The Johnson Amendment Context
The Religious Liberty Commission's work does not exist in isolation. The same week the commission was established, the administration directed the Treasury Department and IRS to develop guidance on the Johnson Amendment — the 1954 law that prohibits tax-exempt organizations, including houses of worship, from making direct political endorsements. That guidance process followed a legal effort in federal court, National Religious Broadcasters v. Bessent, that sought to create an effective carve-out from the Johnson Amendment for religious organizations. The Texas federal court dismissed the case for lack of jurisdiction.
More than 1,800 nonprofit organizations filed opposition to that settlement. The question of when and how religious organizations may engage in partisan political activity — and whether the government can create preferential exemptions for religious groups from neutral laws that apply to all nonprofits — sits directly within the commission's analytical mandate.
A commission designed to answer those questions without input from the full spectrum of American religious life will not produce answers that serve that full spectrum.
What Accountability Looks Like
The Religious Liberty Commission is scheduled to expire on July 4, 2026, unless the president extends it. Before it produces its final report, the federal court in New York has the opportunity to require that the commission comply with the statute it has been violating — disclosing its records and, if the court finds the FACA balance requirement violated, reconstituting its membership to reflect the diversity of the country it is advising.
Congress can also act.

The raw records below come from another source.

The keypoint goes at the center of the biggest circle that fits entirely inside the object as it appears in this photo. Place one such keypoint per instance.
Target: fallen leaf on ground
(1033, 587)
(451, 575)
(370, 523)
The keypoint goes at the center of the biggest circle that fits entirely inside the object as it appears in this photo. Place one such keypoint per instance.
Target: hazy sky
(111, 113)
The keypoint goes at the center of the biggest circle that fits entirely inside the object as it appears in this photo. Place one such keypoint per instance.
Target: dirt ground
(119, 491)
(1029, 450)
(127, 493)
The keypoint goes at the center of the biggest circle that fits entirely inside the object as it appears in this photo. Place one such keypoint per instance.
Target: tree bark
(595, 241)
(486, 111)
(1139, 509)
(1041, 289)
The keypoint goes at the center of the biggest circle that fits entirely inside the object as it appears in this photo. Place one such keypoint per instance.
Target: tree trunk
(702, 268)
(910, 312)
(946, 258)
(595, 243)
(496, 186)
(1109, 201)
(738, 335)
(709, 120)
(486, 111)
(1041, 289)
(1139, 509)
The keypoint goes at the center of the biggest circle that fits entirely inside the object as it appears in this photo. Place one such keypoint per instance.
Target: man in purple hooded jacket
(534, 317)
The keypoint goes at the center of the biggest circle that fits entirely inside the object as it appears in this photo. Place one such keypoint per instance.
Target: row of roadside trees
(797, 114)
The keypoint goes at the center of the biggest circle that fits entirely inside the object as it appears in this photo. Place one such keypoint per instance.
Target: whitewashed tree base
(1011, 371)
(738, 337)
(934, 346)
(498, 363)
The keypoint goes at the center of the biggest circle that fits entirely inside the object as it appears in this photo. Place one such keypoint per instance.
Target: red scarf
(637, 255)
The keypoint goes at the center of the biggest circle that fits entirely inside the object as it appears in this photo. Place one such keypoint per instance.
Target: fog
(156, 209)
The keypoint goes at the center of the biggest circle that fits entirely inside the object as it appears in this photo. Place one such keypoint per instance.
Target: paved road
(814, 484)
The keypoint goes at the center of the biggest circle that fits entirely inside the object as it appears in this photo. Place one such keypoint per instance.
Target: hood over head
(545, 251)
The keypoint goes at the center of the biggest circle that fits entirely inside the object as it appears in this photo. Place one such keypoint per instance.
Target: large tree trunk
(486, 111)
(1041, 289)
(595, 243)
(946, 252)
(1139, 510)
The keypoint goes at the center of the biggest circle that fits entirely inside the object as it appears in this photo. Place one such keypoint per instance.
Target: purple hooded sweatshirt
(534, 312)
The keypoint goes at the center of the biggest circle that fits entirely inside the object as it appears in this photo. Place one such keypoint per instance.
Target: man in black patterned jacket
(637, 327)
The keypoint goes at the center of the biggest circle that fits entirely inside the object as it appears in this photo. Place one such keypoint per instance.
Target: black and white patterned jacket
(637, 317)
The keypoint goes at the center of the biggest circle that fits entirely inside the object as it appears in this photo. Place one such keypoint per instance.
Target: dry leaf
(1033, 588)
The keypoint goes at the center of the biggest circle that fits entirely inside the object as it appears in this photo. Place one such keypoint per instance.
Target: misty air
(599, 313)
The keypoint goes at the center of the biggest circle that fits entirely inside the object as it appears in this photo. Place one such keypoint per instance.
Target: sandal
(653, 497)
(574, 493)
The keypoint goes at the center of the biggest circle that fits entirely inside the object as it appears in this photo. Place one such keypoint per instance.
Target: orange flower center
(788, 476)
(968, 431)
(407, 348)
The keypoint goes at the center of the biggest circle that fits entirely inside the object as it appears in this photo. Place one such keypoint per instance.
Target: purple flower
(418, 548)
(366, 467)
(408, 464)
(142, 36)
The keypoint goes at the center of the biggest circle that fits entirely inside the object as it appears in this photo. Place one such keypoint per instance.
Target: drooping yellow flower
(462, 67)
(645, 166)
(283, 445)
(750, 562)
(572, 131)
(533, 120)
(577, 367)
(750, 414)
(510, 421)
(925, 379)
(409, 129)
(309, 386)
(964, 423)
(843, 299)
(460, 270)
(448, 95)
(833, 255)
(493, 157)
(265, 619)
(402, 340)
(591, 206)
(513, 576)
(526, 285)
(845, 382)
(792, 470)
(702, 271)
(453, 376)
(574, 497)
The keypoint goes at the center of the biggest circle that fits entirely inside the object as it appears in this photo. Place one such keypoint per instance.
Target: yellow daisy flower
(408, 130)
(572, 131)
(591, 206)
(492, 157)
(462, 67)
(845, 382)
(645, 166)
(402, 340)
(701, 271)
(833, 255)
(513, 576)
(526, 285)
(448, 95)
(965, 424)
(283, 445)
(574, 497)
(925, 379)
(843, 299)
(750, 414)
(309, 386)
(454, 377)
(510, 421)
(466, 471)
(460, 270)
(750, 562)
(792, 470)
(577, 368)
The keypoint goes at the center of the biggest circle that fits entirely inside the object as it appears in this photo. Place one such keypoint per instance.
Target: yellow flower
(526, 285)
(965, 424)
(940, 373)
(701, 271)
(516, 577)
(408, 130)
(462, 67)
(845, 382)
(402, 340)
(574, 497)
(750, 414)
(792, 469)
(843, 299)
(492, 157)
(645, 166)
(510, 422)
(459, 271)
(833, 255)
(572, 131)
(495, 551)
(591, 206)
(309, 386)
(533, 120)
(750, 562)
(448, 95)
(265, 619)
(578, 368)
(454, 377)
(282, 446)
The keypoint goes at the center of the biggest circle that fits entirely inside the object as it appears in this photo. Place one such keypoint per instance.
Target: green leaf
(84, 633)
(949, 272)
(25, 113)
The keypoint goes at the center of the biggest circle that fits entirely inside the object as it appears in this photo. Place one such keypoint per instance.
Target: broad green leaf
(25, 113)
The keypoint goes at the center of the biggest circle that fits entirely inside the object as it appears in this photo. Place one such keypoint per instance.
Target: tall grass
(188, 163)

The FACA oversight authority rests with congressional committees, which have the power to demand records from any advisory committee and to hold hearings on whether the commission has met its statutory obligations.
Religious liberty in America is strong when its protections are understood to belong equally to every American. A government commission that begins from the premise that only some Americans' religious traditions are worth protecting is not defending religious liberty. It is defining it — in ways that leave everyone else out.